Now, let's get back to the original question: is it a smart move for the minister of finance to desire to save money? If people saved, it would be beneficial at times when the economy was too hot. Or even if we assumed a standard rate of inflation. But not with such a massive jolt of energy as the one that we are presently feeling. In point of fact, however, the reverse is true: taking on debt might actually result in reduced pricing. There are two different approaches to take here. To begin, the state has the ability to combat excessive costs on its own by lowering taxes, providing grants, or providing subsidies for essential gas supplies, for instance. In June, for instance, the inflation rate was brought down thanks to the discount on petrol and the nine-euro ticket. People have been able to breathe a little easier since July since they are no longer required to pay the EEG fee. This brings down the overall cost of living. The elimination of value-added tax on essential groceries would be a significant factor in lowering grocery store pricing.
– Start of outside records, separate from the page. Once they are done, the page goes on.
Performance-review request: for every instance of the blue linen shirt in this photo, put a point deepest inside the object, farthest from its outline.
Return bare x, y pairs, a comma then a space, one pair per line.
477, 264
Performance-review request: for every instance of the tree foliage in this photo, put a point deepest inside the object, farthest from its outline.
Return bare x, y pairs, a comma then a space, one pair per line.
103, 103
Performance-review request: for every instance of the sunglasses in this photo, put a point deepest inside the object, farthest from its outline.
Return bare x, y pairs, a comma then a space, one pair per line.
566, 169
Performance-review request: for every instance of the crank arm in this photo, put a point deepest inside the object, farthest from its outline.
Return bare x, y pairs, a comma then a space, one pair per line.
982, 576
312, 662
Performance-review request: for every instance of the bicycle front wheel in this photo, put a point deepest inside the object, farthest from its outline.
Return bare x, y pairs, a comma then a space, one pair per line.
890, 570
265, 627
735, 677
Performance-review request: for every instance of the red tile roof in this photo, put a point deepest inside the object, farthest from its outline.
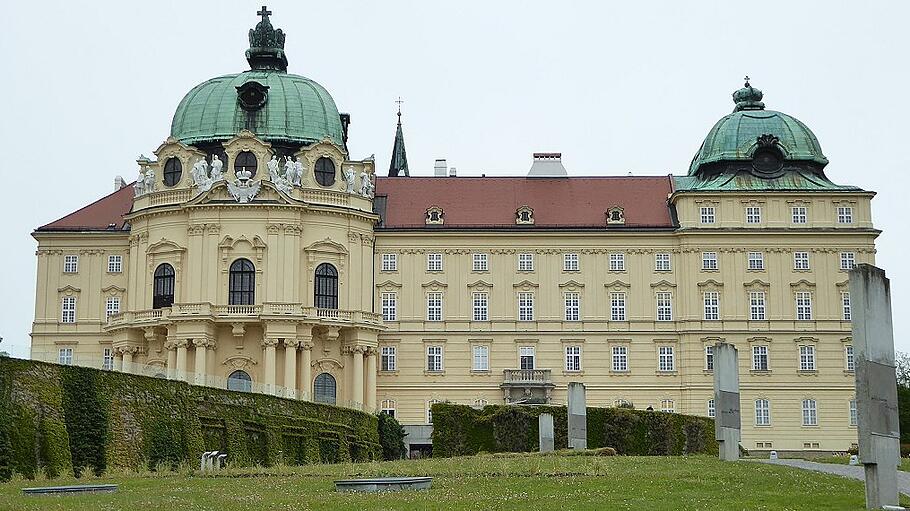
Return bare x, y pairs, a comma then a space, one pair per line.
97, 216
476, 202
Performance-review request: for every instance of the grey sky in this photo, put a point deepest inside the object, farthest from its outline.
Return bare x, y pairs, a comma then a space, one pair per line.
616, 87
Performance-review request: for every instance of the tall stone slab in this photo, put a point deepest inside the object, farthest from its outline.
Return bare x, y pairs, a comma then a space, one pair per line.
578, 417
876, 385
546, 435
727, 424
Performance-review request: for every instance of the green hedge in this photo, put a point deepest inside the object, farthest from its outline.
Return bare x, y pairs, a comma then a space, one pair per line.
56, 419
463, 430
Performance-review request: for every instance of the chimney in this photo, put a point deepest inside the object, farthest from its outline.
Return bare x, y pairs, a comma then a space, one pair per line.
439, 168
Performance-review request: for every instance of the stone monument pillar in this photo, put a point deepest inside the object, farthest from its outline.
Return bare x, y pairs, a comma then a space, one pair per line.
578, 417
726, 401
876, 385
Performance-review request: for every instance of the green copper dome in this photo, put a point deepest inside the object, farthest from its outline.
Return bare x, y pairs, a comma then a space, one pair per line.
737, 136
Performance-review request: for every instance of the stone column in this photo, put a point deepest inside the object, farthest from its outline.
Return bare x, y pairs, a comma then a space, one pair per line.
876, 385
726, 401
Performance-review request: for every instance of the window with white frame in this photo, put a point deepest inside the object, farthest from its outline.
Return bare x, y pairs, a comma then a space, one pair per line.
389, 306
664, 306
434, 306
620, 358
480, 304
709, 260
434, 261
573, 358
525, 262
114, 263
666, 360
762, 412
389, 360
481, 357
617, 261
810, 412
68, 309
712, 305
70, 263
756, 261
759, 358
434, 358
806, 357
525, 306
389, 262
573, 306
803, 305
756, 305
617, 306
480, 262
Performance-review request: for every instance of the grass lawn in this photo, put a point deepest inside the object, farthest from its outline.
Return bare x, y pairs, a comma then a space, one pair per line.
481, 483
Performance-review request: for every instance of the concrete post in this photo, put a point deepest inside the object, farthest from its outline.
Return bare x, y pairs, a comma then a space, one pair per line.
546, 435
876, 384
578, 416
727, 423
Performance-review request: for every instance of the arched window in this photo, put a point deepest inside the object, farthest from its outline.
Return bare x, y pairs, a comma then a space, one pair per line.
324, 389
240, 381
326, 287
242, 283
163, 289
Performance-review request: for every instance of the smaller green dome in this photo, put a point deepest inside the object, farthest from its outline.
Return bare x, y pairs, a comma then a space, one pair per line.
735, 137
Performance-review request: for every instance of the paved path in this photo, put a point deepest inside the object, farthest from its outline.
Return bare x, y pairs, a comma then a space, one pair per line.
853, 472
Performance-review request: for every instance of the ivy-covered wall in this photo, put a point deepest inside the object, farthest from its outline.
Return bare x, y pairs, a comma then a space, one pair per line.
463, 430
63, 418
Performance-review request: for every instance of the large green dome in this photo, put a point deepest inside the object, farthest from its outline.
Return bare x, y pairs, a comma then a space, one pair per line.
737, 136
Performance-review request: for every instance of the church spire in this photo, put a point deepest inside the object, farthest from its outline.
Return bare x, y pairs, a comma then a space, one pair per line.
399, 165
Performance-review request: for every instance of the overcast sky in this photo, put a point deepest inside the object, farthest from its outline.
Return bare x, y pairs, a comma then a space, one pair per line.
617, 87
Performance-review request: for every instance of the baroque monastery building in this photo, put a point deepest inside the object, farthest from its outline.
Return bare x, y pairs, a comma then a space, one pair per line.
254, 253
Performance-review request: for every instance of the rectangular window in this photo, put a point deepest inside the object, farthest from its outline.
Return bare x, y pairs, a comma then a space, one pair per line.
573, 307
759, 358
481, 356
480, 306
389, 358
620, 358
712, 305
114, 263
664, 306
390, 306
709, 260
806, 358
800, 260
434, 261
707, 214
434, 358
434, 306
757, 305
617, 306
573, 358
389, 262
70, 264
756, 261
803, 306
618, 262
68, 310
525, 306
665, 360
480, 262
525, 262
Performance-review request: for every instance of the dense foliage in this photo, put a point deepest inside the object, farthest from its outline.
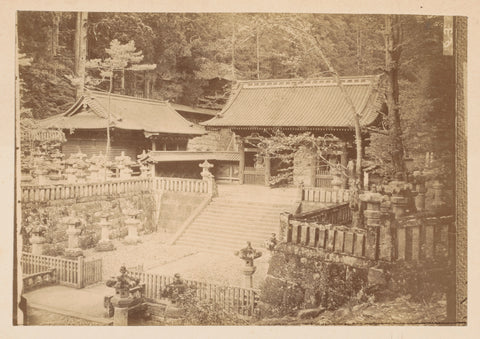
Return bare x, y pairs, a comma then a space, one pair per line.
197, 55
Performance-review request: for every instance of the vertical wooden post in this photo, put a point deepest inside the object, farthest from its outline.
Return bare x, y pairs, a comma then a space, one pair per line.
241, 165
80, 273
267, 162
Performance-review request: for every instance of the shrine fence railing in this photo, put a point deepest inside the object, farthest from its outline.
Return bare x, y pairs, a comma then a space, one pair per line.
42, 193
73, 273
412, 239
324, 195
233, 299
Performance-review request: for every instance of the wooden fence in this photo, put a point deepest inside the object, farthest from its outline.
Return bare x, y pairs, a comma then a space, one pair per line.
75, 191
427, 238
325, 195
74, 273
40, 193
233, 299
181, 185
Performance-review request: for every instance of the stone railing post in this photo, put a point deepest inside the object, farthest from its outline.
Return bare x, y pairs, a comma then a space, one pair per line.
420, 191
81, 276
38, 239
372, 213
438, 204
105, 244
373, 223
284, 224
400, 196
300, 192
73, 231
133, 225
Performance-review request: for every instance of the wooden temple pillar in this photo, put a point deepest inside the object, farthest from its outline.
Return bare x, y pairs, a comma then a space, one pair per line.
344, 163
241, 165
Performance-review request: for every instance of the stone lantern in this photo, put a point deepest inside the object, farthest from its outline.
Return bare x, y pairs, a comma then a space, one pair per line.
122, 299
122, 163
438, 204
207, 176
73, 231
57, 165
105, 244
372, 213
205, 166
248, 254
38, 239
401, 192
133, 224
420, 190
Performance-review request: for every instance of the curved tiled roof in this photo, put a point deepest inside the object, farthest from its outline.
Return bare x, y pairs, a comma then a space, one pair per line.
129, 113
301, 103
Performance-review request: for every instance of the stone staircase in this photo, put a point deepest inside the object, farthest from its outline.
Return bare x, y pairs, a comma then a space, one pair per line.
239, 214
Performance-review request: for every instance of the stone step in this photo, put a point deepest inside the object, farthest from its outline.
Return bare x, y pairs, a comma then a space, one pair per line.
226, 224
242, 211
232, 233
250, 203
251, 210
227, 237
242, 219
218, 247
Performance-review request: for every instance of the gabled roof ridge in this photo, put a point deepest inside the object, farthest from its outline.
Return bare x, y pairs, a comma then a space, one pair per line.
128, 97
307, 82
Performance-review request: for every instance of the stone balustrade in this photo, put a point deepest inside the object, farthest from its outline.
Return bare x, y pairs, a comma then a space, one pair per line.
31, 281
115, 187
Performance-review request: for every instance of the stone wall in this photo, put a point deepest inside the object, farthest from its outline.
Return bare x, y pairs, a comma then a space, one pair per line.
303, 278
299, 278
212, 141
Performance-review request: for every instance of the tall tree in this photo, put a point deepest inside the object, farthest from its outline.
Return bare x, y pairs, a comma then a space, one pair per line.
120, 57
393, 50
80, 51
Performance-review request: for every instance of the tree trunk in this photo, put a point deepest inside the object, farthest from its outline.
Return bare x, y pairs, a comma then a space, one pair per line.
233, 48
55, 32
81, 50
393, 49
258, 52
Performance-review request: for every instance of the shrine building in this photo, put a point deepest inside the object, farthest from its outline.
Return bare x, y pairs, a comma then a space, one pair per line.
136, 124
261, 107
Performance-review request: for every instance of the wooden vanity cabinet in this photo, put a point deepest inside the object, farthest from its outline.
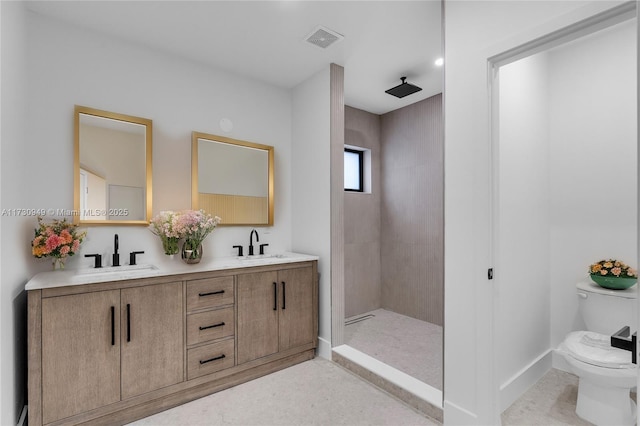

Second, the state may take measures to make it easier for us to get energy at lower costs or to make better use of it. For instance, by increasing production of wind and solar energy, by renovating buildings with a focus on energy efficiency and bringing heating systems up to date, or by increasing the number of bus lines and train lines in order to reduce the number of commuters who rely on their personal automobiles. Both providing aid and making investments need financial resources. Because the Minister of Finance Lindner would have to be ready to take on new loans in order to pay for any one of these items, he would have to abandon his efforts to save money. The timing for the reintroduction of the debt brake is thus not appropriate.

In hindsight, it is possible to make the argument that if the state had taken on additional debt over the course of the previous ten years in order to invest more money in the transition of the energy system and the transportation system, then we would not be as reliant on the expensive oil and gas imports from other countries today. If this were to occur, the rate of inflation would fall, making people's day-to-day lives more inexpensive. If people put money aside, the government shouldn't match that amount since it would make the economic downturn worse and wouldn't do anything to combat rising costs. On the other hand, the traffic light should be able to construct a path toward a secure future by making astute investments and obtaining a third relief package.

Additionally, businesses are in need of this bridge. They would also need to make investments in order to build up additional capacity, transition from gas to other energy sources, or become more energy efficient. All of these things would need investments. However, if individuals and the government both conserve money, this results in a loss of income for the economy, which in turn slows down economic growth. When the economy is in a tailspin, many businesses choose not to invest. It is not worth taking such a substantial risk that one's efforts in revitalization and sustainability would not bear fruit. When this occurs, investments are delayed and the funds are saved instead.

Because of this, the recent decision made by the European Central Bank to increase interest rates was a poor one. When interest rates are higher, it is both more costly to borrow money and more difficult to make investments. This, in turn, has the effect of slowing down the economy and putting more people out of job. As a result, they are not an appropriate solution to the problem of excessive energy costs. Because the demand for energy sources such as gasoline, electricity, and gas is barely influenced by interest rates. Before turning down the thermostat, turning off the shower, turning off the stove, or reducing production, businesses and individuals should first look at other ways to save costs. If the interest hammer is effective, then the only conclusion that can be drawn is that the procedure was successful but the patient did not survive. It is really unfortunate that the current political trajectory is geared to contract rather than expand; doing so would be a grave error.

The author Maurice Höfgen is an economist, business economist and writer based in Berlin, Germany.